I wanted to ask her what she thought the motive was. The thought crossed my mind that Charlie may have had a blonde cookie on the side, the wife found out, and wham, Pancho Villa & Clan rode over for some Western vengance. It could be true. Maybe this was one of the thousands of small acts of mayhem that manages to slip through the cracks of the justice system every year. Maybe I'd just joined a handful of insiders who knew the real truth about poor Charlie's death. Maybe I was in jeopardy because I knew names, places, and dates. More likely the whole convoluted story was utterly absurd. There was no hard evidence. No smoking gun, no fingerprints, no expert testimony, no bloody glove. Just an angry woman sitting next to me in a white plastic chair. I floated the girlfriend angle with her anyway. "Charlie was 69 years old" she said levelly, "Believe me, there was no girlfriend."
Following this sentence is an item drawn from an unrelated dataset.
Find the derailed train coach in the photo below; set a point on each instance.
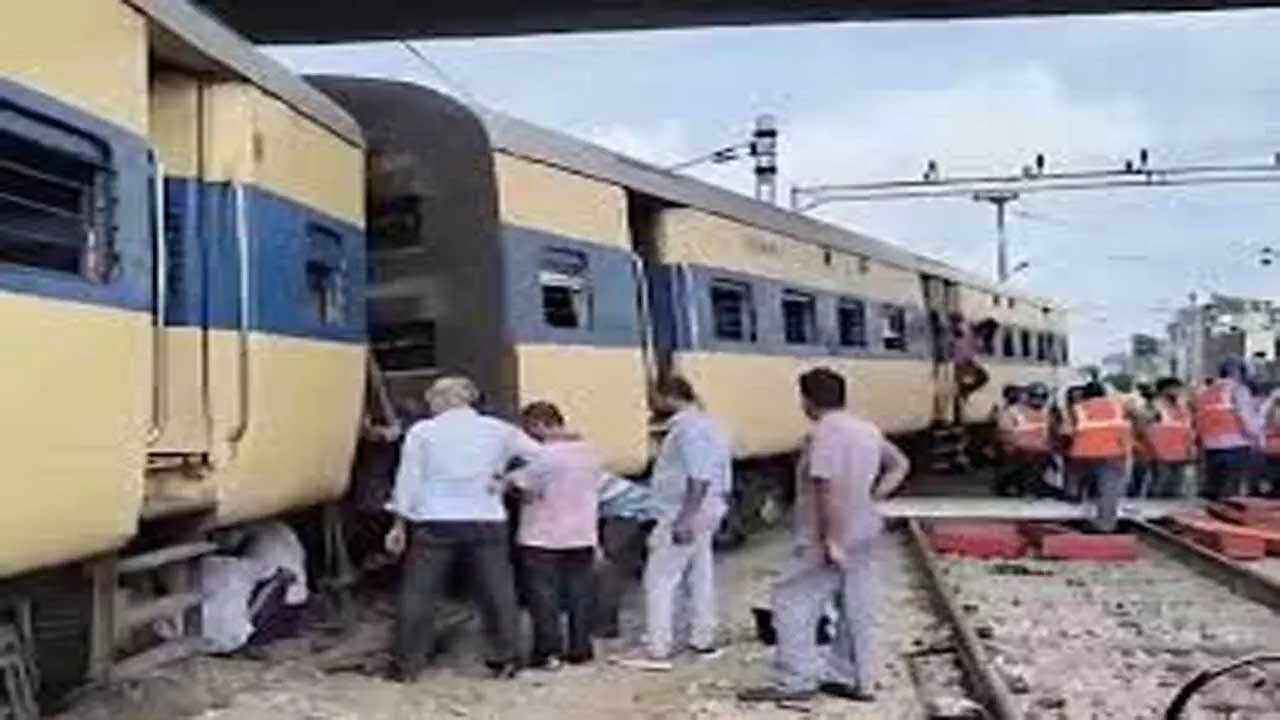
(553, 269)
(182, 300)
My Karmann Ghia's engine roared to life on the garage floor. One of the kids motioned to me with a clipboard. It was time to pay my $29.95 and be on my way. I mumbled a goodbye to my companion. In closing, I half-expected her to beg me to forget about everything she'd said, ask for some kind of a handout, or even furtively thrust a religious tract into my hands. Instead, she produced a quick, bitter summary for me to chew on the rest of the day. "Cops protect their own. There was no investigation. She got the house, the bank account, and the '70 Ford Galaxy. A real, selfish bitch."